Although emphasis on the advancement of earnings in the U.S. corporate governance system has inhibited long-term investment, several factors promise a corrective to this problem. One is an exposition by scholars of the trade-off inherent in two competing views of the firm: the first stresses the importance of contracting for the division of cash flow between stakeholders; the second emphasizes the critical role of corporations as centers of industrial learning and progress. Heightened investor sensitivity to these issues might be achieved by widening the scope of corporate communications and increasing the detailed disclosure of the prospective costs, benefits and special issues associated with internal investment activities. Although more costly than current reporting practices, this would establish a clearer understanding of the enterprise's economic potential. It would also provide investors with a future-directed framework for evaluating managerial performance based on well-documented objectives.


Alternatively, corporations could implement strategies for shifting developmental costs. One option is to contract with outside entities specializing in the development of a particular type of product. IBM, for example, has contracted with Cyrix Technologies for the design of a new line of computer chips and with Microsoft, Inc., for the development of its DOS operating system for small computers; both Pfizer and Becton-Dickinson have engaged specialized research enterprises like Oncogene Science Corporation to develop specialized diagnostic products. In addition, corporations might form joint ventures to defray developmental expenses and to share firm-specific skills. This was done by Dow Chemical and Corning Glass in producing fiber-optic cable. Another alternative would be joint business-government promotion of promising technologies. A highly successful precedent was the World War II programs that developed synthetic rubber, high-octane gasoline, penicillin, electronic computers and atomic energy.


British governance began to incorporate some American practices during the 1970s and 1980s in response to malpractice litigation resulting from a number of corporate failures, for example, those of Guiness Peat, Polly Peck Stores, the Bank of Commerce and Credit International and Maxwell Publications. One response was the further extension by British chartered accountants of formal professional standards beginning in the 1970s. In 1992, the Cadbury Commission recommended that boards of directors include more external members who saw their role as monitors rather than as advocates of management. ("The Invisible Band," Economist, October 8, 1994, p. 81.)


In Germany and Japan, on the other hand, two different reforms helped to create more vibrant financial markets with a capacity like that of London and New York for raising capital worldwide. In Germany the initiative bolstered the protection afforded shareholders. One aspect of this was the 1994 passage of a ban on insider trading. Another was improvement in the transparency of corporate affairs by standardization of accounting and disclosure practices. ("Insider Law for Germany," New York Times, November 4, 1994, D, p. 15; and "Bridging the GAAP," Economist, September 17, 1994, p. 89.) But progress is likely to come slowly in this case because of the difficulties of the European Union in resolving national differences in accounting professionalism. (Louis H. Orzack, International Authority and Professions, 1992, pp. 23-27.) Japan has emphasized increasing the direct access of foreign investment organizations to trading on the giant Tokyo exchange.
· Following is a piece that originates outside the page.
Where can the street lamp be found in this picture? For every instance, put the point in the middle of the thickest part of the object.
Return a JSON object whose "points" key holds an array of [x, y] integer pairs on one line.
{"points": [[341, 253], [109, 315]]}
This is a high priority because it defuses criticism of the closed nature of the Japanese economy and the persistence of enormous trade surpluses. Ultimately, however, Tokyo's position as an international center for raising capital will compel the Japanese to establish a reputation for financial transparency and probity. (Sensitivity to the need for reform is reflected in Jun Ikeda and Noriyasu Osawa, "A Summary of Reports by the Fundamental Research Committee of the Securities and Exchange Council," in Foundation for Advanced Information and Research, ed., Japan's Financial Markets, pp. 553-61.)